# 66 battery hold down clamp doesn't fit



## blueoldgoat (Jun 4, 2010)

Did anybody have a problem with the hold down bracket?

Mine sits up about 3/4 " above the core support.....











Is there a different supplier or model?

Thanks

Larry


----------



## crustysack (Oct 5, 2008)

looks like you should have a big rubber washer that goes under that---

http://image.highperformancepontiac...+1966_Pontiac_GTO_Convertible+Engine_View.jpg
hope that pic helps


----------



## geeteeohguy (Feb 2, 2008)

Mine was just like yours when I re-did the '67's last year or the year before. I put a spacer under the tang. It looks a litle off, but it does hold the battery in place.


----------



## Rukee (Feb 8, 2007)

I don't have the correct battery so I had to use a spacer under the battery to raise it up to the holding bar.


----------



## 05GTO (Oct 6, 2004)

Here are pics of my 66 and 67, which appear to be similar to your bracket, I also snapped a couple pictures of the tray for you to compare to your tray.

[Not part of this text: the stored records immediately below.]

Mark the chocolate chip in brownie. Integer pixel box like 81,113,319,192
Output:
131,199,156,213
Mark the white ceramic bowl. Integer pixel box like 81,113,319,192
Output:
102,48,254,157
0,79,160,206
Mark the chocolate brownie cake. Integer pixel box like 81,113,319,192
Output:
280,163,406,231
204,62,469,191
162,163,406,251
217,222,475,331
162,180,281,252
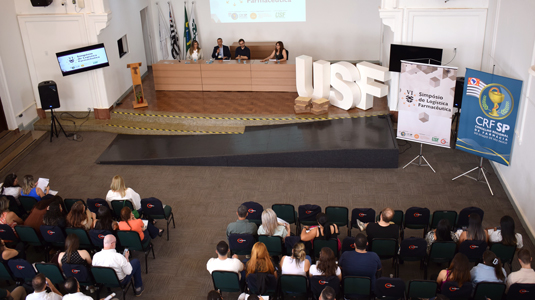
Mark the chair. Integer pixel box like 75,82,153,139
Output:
342,276,372,299
228,233,256,255
431,210,457,229
347,208,375,236
459,241,487,263
91,267,136,300
472,282,505,300
258,235,286,256
141,197,176,240
440,281,473,300
279,275,309,299
309,276,340,300
117,230,156,274
241,201,264,225
452,206,485,229
507,283,535,300
212,271,244,293
19,196,37,214
424,241,457,279
375,277,405,300
407,280,438,300
86,198,111,214
298,204,321,226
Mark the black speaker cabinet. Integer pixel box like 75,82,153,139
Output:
37,80,59,109
30,0,53,6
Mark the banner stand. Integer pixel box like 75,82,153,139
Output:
403,143,438,173
452,157,494,196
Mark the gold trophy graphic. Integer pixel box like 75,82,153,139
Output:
489,87,505,117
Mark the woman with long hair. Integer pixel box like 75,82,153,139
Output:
487,216,524,249
67,201,96,230
437,253,471,288
470,250,507,287
245,242,277,277
261,41,288,62
308,247,342,281
58,233,91,267
280,243,310,276
258,208,290,239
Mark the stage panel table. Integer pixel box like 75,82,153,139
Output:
152,60,205,91
201,60,251,92
251,60,297,92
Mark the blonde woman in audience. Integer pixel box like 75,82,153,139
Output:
106,175,141,211
280,243,310,276
258,208,290,239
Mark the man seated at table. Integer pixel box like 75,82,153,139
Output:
212,38,230,60
234,39,251,59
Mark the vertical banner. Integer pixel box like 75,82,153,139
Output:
397,61,457,148
456,69,522,166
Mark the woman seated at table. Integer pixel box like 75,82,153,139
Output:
261,41,288,62
186,40,202,60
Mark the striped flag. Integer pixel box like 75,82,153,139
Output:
168,2,180,59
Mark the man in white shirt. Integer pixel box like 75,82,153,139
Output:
206,241,243,278
93,234,145,296
63,277,93,300
506,248,535,291
26,273,63,300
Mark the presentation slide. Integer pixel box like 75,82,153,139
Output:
210,0,307,23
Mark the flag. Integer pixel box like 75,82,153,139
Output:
184,2,191,58
168,2,180,59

I believe the bracket and trays changed mid year 67, you may have a newer tray.


----------



## blueoldgoat (Jun 4, 2010)

Thanks for the pix and info, guys...this forum really has been

a bucket-filler for me.

I spoke with Tom at Restoration Battery today to see if he has

heard of this problem.....he's only heard of one GTO some time ago

but doesn't remember how the problem was solved.

The guys at the Body Shop are going to cut and re-weld the

bracket and then re-coat it. The R-59 battery is made to exact

outside dimensions from the original. The only thing I can figure

is more of the re-pop import parts not being made to close tolerances.

Thanks again for the help. Hope to meet some of you "On The Road"...

soon. It's been a long 14 months.......


----------